Morrisville, North Carolina-based Device Solutions, Inc. provides engineering consulting and makes Cellio, a customizable Internet of Things (IoT) solution with different sensors. The company also provides testing and various certifications including FCC (News - Alert), UL, and Bluetooth.

Based in Wake Forest, North Carolina, FokusLabs, Inc. develops products designed to help children overcome personal difficulties. The company is led by Rich Brancaccio, a former school psychologist who specialized in helping children with autism and ADHD.

Re-vibe is a watch-like device with a plastic enclosure containing electronics inside. The enclosure is attached to a cloth wristband.
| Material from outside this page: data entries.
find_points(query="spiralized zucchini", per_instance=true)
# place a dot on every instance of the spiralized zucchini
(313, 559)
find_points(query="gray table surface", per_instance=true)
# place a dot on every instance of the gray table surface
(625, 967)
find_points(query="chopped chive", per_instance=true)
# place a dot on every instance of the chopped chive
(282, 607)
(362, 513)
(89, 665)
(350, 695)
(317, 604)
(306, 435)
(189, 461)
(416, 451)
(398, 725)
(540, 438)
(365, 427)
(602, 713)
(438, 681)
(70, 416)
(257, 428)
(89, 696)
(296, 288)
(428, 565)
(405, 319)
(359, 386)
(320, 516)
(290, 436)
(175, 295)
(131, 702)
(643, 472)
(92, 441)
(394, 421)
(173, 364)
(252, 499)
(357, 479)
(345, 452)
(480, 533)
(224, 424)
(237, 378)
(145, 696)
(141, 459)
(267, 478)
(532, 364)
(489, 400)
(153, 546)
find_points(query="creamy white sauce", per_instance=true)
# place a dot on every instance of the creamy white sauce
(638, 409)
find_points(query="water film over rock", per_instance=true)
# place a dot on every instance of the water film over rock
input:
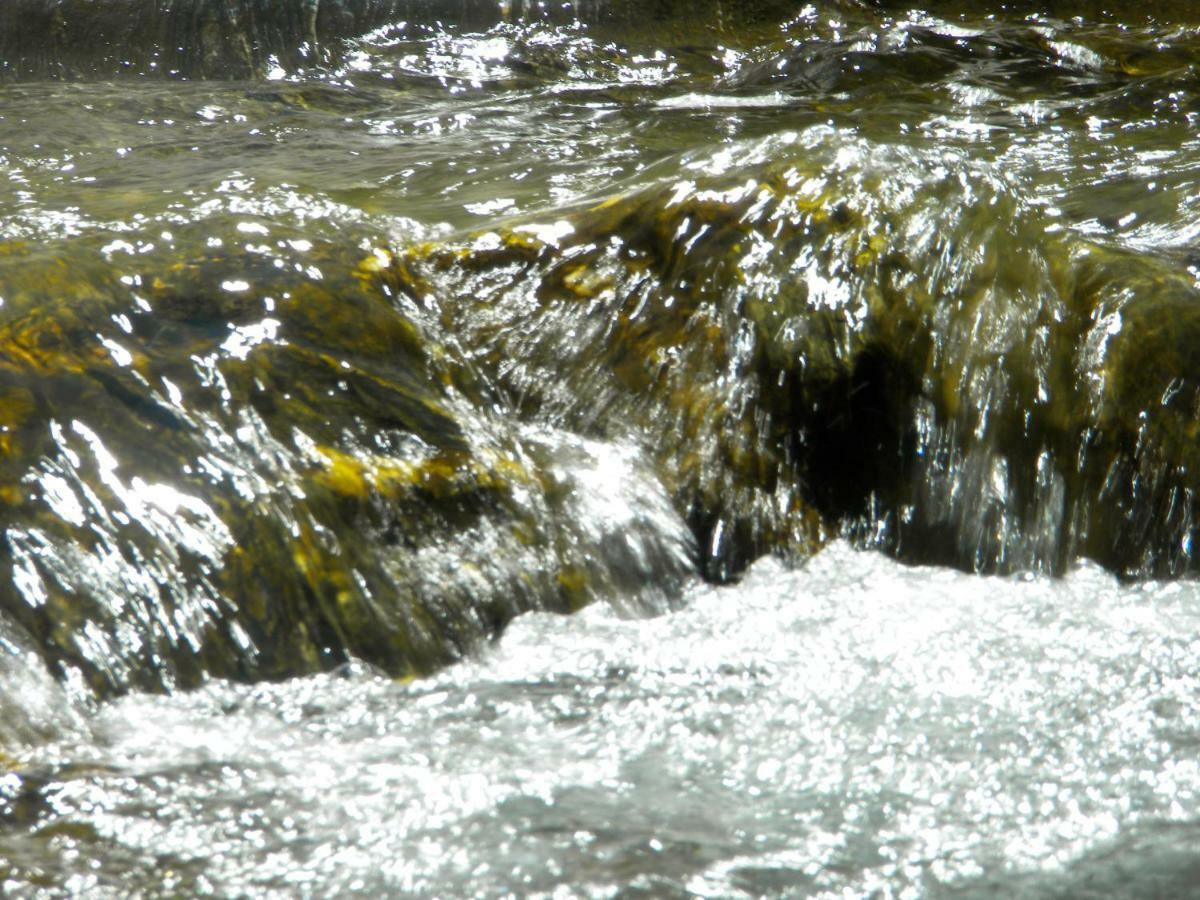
(832, 366)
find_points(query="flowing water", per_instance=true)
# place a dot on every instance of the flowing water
(834, 365)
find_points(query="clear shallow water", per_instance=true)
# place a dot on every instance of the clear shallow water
(389, 352)
(850, 729)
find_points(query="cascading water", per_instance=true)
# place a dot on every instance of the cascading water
(833, 364)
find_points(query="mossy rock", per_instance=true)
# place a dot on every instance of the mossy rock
(213, 468)
(851, 339)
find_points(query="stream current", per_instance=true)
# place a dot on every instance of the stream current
(832, 364)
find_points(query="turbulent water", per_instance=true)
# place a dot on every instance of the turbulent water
(835, 365)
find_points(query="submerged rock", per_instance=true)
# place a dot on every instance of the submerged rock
(852, 339)
(247, 39)
(214, 467)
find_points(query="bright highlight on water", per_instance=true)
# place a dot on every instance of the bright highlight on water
(615, 449)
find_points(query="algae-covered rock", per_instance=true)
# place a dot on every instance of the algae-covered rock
(844, 337)
(216, 465)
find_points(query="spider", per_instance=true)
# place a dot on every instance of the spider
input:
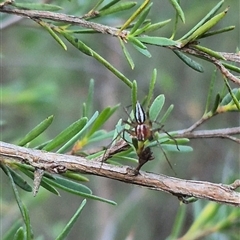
(141, 132)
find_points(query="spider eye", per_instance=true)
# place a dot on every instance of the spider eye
(140, 115)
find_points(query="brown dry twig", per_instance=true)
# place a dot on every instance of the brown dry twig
(58, 163)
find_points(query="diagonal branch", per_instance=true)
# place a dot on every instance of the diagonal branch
(58, 163)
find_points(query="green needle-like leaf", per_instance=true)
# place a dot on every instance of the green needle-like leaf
(111, 3)
(52, 33)
(119, 7)
(37, 6)
(21, 206)
(141, 19)
(44, 184)
(20, 234)
(205, 19)
(158, 41)
(127, 54)
(134, 15)
(166, 114)
(156, 107)
(205, 27)
(75, 176)
(210, 91)
(215, 32)
(151, 87)
(134, 94)
(90, 97)
(36, 131)
(156, 26)
(102, 118)
(70, 224)
(209, 52)
(145, 52)
(178, 9)
(191, 63)
(18, 180)
(69, 186)
(136, 42)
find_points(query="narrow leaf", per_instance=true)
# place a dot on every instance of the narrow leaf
(36, 131)
(178, 9)
(43, 183)
(127, 54)
(209, 52)
(66, 134)
(191, 63)
(205, 27)
(75, 176)
(142, 29)
(136, 42)
(21, 206)
(159, 41)
(109, 4)
(166, 114)
(77, 43)
(20, 234)
(90, 97)
(37, 6)
(156, 26)
(69, 186)
(134, 94)
(102, 118)
(231, 67)
(79, 193)
(205, 19)
(134, 15)
(216, 103)
(18, 180)
(70, 224)
(151, 87)
(210, 91)
(141, 19)
(122, 6)
(53, 34)
(212, 33)
(145, 52)
(156, 107)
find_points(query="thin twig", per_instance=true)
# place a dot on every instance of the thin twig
(213, 60)
(216, 133)
(59, 163)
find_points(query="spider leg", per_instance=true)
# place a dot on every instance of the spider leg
(169, 135)
(164, 153)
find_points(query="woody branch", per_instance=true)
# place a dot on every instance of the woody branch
(59, 163)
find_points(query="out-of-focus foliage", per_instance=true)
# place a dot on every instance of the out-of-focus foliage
(40, 78)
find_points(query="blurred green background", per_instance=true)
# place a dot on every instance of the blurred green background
(39, 78)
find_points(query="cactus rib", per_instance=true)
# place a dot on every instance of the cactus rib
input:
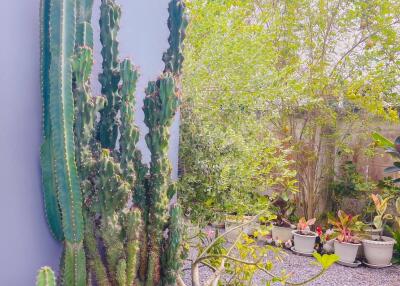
(45, 277)
(62, 29)
(51, 206)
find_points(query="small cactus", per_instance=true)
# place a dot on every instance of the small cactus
(45, 277)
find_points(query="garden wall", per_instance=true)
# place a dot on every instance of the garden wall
(25, 242)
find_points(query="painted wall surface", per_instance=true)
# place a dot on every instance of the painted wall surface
(25, 242)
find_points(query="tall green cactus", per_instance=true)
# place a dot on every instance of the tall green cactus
(45, 277)
(58, 150)
(84, 30)
(110, 209)
(52, 210)
(109, 78)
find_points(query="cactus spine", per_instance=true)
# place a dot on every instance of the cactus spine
(111, 210)
(45, 277)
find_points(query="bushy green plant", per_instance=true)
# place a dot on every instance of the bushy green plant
(238, 262)
(347, 228)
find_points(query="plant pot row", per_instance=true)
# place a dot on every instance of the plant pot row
(377, 253)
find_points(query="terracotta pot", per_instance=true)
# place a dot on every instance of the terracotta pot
(378, 253)
(347, 252)
(304, 243)
(281, 233)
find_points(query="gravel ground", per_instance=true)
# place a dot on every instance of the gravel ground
(339, 275)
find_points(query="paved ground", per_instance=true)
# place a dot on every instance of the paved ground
(338, 275)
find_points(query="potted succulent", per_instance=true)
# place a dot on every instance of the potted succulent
(347, 242)
(304, 238)
(378, 250)
(282, 228)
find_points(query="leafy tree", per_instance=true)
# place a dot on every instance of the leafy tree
(277, 87)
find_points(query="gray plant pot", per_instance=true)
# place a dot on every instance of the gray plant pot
(347, 252)
(379, 253)
(304, 243)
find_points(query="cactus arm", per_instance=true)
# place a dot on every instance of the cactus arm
(109, 78)
(171, 259)
(129, 131)
(45, 277)
(177, 23)
(49, 187)
(133, 227)
(94, 259)
(62, 34)
(159, 108)
(84, 30)
(121, 272)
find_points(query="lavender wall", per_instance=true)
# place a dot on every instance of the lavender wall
(25, 243)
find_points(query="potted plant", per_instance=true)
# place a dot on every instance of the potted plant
(347, 242)
(378, 250)
(282, 228)
(304, 238)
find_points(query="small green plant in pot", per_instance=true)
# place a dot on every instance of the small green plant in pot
(378, 250)
(396, 234)
(347, 242)
(282, 228)
(304, 238)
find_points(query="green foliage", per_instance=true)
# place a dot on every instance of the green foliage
(45, 277)
(241, 260)
(325, 260)
(392, 148)
(396, 251)
(349, 184)
(255, 73)
(347, 227)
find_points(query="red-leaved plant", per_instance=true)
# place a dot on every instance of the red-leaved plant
(303, 226)
(347, 227)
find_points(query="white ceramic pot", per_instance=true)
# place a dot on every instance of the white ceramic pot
(304, 243)
(347, 252)
(378, 253)
(281, 233)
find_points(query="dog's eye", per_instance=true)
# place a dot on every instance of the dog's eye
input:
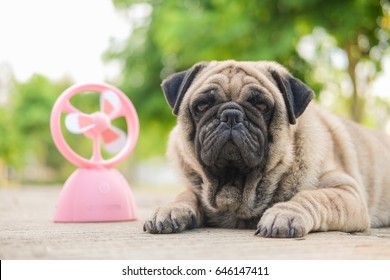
(262, 107)
(202, 107)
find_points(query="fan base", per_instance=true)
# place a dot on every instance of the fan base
(95, 195)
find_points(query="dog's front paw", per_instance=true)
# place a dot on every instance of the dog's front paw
(285, 221)
(172, 218)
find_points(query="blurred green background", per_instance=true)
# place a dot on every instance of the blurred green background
(340, 48)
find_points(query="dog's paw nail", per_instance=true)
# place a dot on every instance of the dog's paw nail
(193, 222)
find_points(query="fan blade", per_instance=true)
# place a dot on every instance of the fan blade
(109, 103)
(78, 123)
(114, 139)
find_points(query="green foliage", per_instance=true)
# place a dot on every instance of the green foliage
(173, 35)
(26, 123)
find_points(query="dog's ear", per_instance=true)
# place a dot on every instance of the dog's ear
(296, 94)
(176, 85)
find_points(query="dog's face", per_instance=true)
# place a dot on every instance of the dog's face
(233, 117)
(231, 114)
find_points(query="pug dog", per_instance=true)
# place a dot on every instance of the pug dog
(254, 152)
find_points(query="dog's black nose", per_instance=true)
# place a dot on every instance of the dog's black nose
(232, 116)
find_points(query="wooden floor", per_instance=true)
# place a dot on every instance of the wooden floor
(28, 232)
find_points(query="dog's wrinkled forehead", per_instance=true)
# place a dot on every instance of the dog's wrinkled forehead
(231, 80)
(232, 76)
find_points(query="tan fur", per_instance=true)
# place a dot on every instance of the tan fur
(323, 173)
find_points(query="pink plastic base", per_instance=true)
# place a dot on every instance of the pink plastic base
(95, 195)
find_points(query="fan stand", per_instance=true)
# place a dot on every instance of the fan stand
(95, 195)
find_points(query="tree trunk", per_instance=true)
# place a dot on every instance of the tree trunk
(357, 101)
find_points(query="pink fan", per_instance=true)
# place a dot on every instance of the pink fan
(96, 192)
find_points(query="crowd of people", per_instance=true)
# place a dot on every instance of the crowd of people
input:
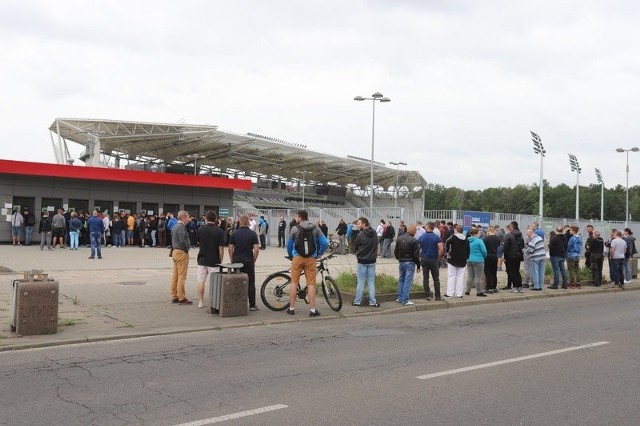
(480, 253)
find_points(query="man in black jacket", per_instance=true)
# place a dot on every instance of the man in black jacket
(407, 251)
(366, 247)
(513, 245)
(558, 255)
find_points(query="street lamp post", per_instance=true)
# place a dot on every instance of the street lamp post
(538, 148)
(601, 182)
(575, 167)
(398, 164)
(195, 161)
(375, 97)
(634, 149)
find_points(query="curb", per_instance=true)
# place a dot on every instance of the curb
(433, 306)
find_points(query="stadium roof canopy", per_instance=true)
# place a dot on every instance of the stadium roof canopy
(108, 142)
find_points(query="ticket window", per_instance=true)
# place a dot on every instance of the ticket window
(51, 205)
(150, 209)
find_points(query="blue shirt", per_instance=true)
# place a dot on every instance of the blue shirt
(95, 225)
(429, 245)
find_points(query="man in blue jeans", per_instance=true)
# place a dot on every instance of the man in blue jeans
(558, 254)
(366, 248)
(96, 229)
(407, 251)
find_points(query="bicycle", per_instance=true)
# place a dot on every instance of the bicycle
(276, 288)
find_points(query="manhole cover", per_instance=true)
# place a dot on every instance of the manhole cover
(376, 333)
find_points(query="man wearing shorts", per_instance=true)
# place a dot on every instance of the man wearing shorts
(307, 265)
(244, 248)
(211, 251)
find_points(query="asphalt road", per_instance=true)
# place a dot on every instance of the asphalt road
(356, 371)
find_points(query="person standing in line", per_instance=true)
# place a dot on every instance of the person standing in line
(59, 224)
(366, 250)
(431, 249)
(587, 247)
(513, 246)
(244, 247)
(574, 249)
(475, 262)
(407, 251)
(617, 249)
(75, 225)
(537, 255)
(29, 223)
(282, 228)
(500, 234)
(305, 233)
(16, 227)
(380, 234)
(526, 262)
(117, 226)
(44, 230)
(180, 256)
(341, 230)
(627, 236)
(596, 258)
(210, 253)
(558, 255)
(96, 229)
(388, 236)
(457, 248)
(131, 224)
(491, 242)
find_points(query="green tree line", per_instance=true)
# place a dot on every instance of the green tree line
(559, 201)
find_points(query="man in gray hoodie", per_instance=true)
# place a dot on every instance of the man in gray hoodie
(366, 247)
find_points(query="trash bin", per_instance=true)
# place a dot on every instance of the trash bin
(34, 305)
(229, 291)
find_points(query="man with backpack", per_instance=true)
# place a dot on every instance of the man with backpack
(306, 242)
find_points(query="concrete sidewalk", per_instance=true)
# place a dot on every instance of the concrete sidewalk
(126, 294)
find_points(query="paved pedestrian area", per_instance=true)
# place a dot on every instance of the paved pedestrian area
(126, 294)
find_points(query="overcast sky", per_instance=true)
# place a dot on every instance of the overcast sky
(467, 79)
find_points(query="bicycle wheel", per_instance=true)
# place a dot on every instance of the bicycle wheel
(332, 293)
(275, 291)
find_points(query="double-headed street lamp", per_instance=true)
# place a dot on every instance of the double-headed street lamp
(375, 97)
(538, 148)
(575, 167)
(601, 182)
(398, 164)
(634, 149)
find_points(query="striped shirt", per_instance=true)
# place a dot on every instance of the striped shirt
(535, 247)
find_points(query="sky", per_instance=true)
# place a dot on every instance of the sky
(467, 79)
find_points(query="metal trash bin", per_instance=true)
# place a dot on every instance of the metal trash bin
(229, 291)
(33, 306)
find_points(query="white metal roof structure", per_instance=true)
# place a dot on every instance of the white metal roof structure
(218, 152)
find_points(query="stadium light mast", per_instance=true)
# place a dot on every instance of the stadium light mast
(634, 149)
(575, 167)
(601, 182)
(538, 148)
(195, 161)
(375, 97)
(395, 201)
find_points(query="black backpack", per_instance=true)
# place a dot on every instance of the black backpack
(305, 242)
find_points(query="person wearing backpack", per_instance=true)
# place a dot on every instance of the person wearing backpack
(513, 245)
(306, 242)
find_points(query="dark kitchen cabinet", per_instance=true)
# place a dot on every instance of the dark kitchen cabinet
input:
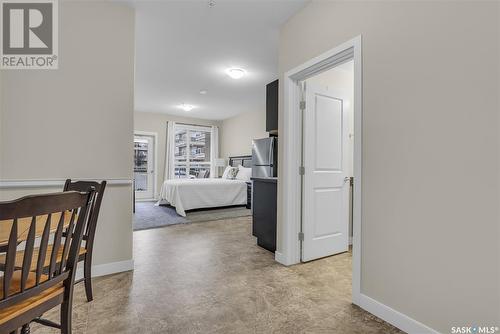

There is no digital or visual display on the device, which would likely distract users and defeat the purpose of the device. The only indicator on the device is an LED, which turns on when the device needs charging.

A company video demonstrates the device. The user gets a vibration, which serves the same purpose as a tap on the shoulder from a teacher or parent to get back to work. The vibrations are designed to vary in frequency and intrensity so that the user does not get accustomed to a pattern and begin to ignore the device. Accelerometers inside let the device ‘know’ when it is being put on and removed.

Although originally designed for children having trouble paying attention in school, FokusLabs has received interest from adults too.

Brancaccio saw the need for a device like Re-Vibe and educated himself on computer software and hardware to create a prototype. Seeing the limits of his engineering skills, he hired engineers, worked with companies like Device Solutions, and launched a Kickstarter campaign to make a sellable product.

According to the U.S. Center for Disease Control (CDC) the number of children aged 3-17 ever diagnosed with ADHD is at 5.9 million, which is 9.5 percent of all children in this age group. Boys are more affected by ADHD as 13.5 percent of all boys have the disorder.

The economic impact of ADHD has been estimated to be over $14,000 per person and total $42.5 billion for the whole U.S. Education expenses, loss of income, juvenile justice, and healthcare are among the expenses attributed to the disorder. By taking the initiative to address a problem that the market offered no solutions for, Brancaccio may have developed a product that will not only be lucrative for him and his company, but have a significant impact on improving the lives of many Americans.